Visualizations in Databricks

Haziqa Sajid
March 28, 2024
10 min read
blog image

With data becoming a pillar stone of a company’s growth strategy, the market for visualization tools is growing rapidly, with a projected compound annual growth rate (CAGR) of 10.07% between 2023 and 2028.

The primary driver of these trends is the need for data-driven decision-making, which involves understanding complex data patterns and extracting actionable insights to improve operational efficiency. 

PowerBI and Tableau are traditional tools with interactive workspaces for creating intuitive dashboards and exploring large datasets. However, other platforms are emerging to address the ever-changing nature of the modern data ecosystem.

In this article, we will discuss the visualizations offered by Databricks - a modern enterprise-scale platform for building data, analytics, and artificial intelligence (AI) solutions.

Databricks

Databricks is an end-to-end data management and model development solution built on Apache Spark. It lets you create and deploy the latest generative AI (Gen AI) and large language models (LLMs).

The platform uses a proprietary Mosaic AI framework to streamline the model development process.
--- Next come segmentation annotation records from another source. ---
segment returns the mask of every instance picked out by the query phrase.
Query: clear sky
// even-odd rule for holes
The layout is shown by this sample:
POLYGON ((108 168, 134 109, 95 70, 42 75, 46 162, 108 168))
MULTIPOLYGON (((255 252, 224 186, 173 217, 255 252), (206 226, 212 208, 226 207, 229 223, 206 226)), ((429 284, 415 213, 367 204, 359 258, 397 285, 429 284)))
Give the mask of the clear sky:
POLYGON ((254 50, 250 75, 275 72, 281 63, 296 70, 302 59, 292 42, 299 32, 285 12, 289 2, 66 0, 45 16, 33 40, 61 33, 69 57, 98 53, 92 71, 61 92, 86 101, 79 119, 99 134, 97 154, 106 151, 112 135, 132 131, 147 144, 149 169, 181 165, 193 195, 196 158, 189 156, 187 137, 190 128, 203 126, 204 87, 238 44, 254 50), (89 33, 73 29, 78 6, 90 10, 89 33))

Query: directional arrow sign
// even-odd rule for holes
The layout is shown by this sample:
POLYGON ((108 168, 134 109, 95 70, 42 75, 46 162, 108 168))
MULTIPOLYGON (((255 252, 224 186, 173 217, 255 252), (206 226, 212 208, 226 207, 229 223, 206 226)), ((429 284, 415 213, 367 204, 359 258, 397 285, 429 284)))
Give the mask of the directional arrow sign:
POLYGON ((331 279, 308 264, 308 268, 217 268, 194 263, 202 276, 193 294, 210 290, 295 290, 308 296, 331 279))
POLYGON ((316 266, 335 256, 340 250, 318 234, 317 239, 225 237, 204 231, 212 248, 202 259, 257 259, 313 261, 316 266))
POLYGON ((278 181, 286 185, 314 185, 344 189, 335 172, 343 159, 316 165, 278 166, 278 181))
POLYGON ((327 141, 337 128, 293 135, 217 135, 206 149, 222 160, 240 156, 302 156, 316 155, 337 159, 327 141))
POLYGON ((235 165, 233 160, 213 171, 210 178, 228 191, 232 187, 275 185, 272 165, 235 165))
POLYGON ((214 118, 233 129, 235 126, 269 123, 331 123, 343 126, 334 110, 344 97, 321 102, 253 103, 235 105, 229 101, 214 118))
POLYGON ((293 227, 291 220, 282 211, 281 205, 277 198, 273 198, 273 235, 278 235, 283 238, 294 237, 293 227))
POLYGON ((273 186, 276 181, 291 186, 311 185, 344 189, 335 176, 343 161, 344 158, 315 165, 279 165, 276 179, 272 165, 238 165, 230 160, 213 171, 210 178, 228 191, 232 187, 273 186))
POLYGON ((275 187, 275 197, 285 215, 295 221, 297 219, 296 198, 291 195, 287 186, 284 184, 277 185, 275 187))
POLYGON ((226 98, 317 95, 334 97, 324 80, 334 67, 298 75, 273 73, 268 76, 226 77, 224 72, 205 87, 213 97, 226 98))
It provides tools to fine-tune LLMs seamlessly through enterprise data and offers a unified service for experimentation through foundation models.

In addition, it features Databricks SQL, a state-of-the-art lakehouse for cost-effective data storage and retrieval. It lets you centrally store all your data assets in an open format, Delta Lake, for effective governance and discoverability.

Further, Databricks SQL has built-in support for data visualization, which lets you extract insights from datasets directly from query results in the SQL editor.

Users also benefit from the visualization tools featured in Databricks Notebooks, which help you build interactive charts by using the Plotly library in Python.

Through these visualizations, Databricks offers robust data analysis for monitoring data assets critical to your AI models. So, let’s discuss in more detail the types of chart visualizations, graphs, diagrams, and maps available on Databricks to help you choose the most suitable visualization type for your use case.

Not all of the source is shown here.